We have a lot to apologize for. I live in a country where we kill 5 million animals for fur, 18 million for classroom use, 20 million for research, 220 million for hunting, and a whopping 7 billion for food. We don’t just kill them, we engage in a systematic orgy of gratuitous cruelty. The way they are reared, transported and finally slaughtered, if you only knew, would make your flesh creep.
Animal abuse has a long and shameful history. A Descartes-like view prevailed for a long time of animals as ‘machines’ over which the Lord had given dominion to humans. Their heartless exploitation led to some anti-cruelty laws in the 19th century. These laws, both at national and state levels, have now been virtually eviscerated and the situation in the US is getting worse.

But the biggest loophole is that these laws apply mostly to domestic animals and don’t apply to farm animals, who represent the vast majority of the seven billion animals killed each year. This huge population has no protection from appalling cruelty. Because these animals are destined to be killed for food, the sickening assumption is that anything goes. Pigs are castrated, their tails chopped, without anesthetic. For better veal, calves are given only liquid diet and forced in stalls they can’t move. Crippled or day-old animals that can’t walk are dragged to their slaughter. Conscious animals are shackled and hoisted by a hind leg for a coup de grace. Chicken beaks are sliced and they are confined in the smallest space possible; laying hens are starved to force them to the next laying cycle; male chicks are simply suffocated.

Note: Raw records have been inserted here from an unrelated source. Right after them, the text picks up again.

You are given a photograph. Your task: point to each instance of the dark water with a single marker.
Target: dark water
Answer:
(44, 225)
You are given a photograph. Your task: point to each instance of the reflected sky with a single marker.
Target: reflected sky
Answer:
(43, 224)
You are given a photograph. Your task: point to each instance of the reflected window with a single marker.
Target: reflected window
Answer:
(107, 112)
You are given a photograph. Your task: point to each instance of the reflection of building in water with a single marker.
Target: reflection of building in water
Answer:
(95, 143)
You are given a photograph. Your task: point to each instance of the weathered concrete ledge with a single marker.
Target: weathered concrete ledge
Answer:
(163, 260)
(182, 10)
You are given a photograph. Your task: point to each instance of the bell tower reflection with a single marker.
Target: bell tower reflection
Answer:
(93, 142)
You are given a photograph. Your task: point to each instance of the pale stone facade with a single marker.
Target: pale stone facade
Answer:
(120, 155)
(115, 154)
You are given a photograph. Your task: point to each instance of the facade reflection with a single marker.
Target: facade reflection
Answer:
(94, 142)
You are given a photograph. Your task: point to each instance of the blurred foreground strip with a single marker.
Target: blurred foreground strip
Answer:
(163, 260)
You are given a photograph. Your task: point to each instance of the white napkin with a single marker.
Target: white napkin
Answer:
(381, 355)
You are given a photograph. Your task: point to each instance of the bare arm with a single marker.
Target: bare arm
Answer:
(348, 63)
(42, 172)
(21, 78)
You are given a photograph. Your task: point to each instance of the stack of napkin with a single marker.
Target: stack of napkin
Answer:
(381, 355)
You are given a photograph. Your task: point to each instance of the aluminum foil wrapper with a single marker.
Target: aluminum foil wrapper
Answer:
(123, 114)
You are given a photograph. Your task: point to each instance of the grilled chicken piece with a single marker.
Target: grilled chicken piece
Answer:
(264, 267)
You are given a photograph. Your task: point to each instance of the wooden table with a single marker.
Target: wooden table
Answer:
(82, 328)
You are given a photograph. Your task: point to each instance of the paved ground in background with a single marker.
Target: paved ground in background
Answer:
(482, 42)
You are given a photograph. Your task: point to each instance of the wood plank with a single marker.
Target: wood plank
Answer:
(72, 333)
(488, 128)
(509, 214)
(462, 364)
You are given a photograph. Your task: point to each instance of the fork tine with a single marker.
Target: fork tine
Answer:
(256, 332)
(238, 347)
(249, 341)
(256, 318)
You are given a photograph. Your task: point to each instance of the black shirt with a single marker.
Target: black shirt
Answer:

As a result, people in general are unaware of the horrendous treatment. To hide the reality of suffering animals, meat always arrives in a consumer’s kitchen reshaped, cooked, artfully packaged, with not a hint of the blood and anguish involved. The food industry has developed an extensive vocabulary of deception: cows come to our table as beef, calves as veal, deer as venison, sheep as mutton and pigs as bacon, sausage or pork. It refers to animals as biomachines and grain-consuming or food-producing units.

Gandhi insisted that the moral progress of a country was to be judged by its treatment of its most helpless denizens, the animals. All pretences apart, we don’t seem to have advanced much.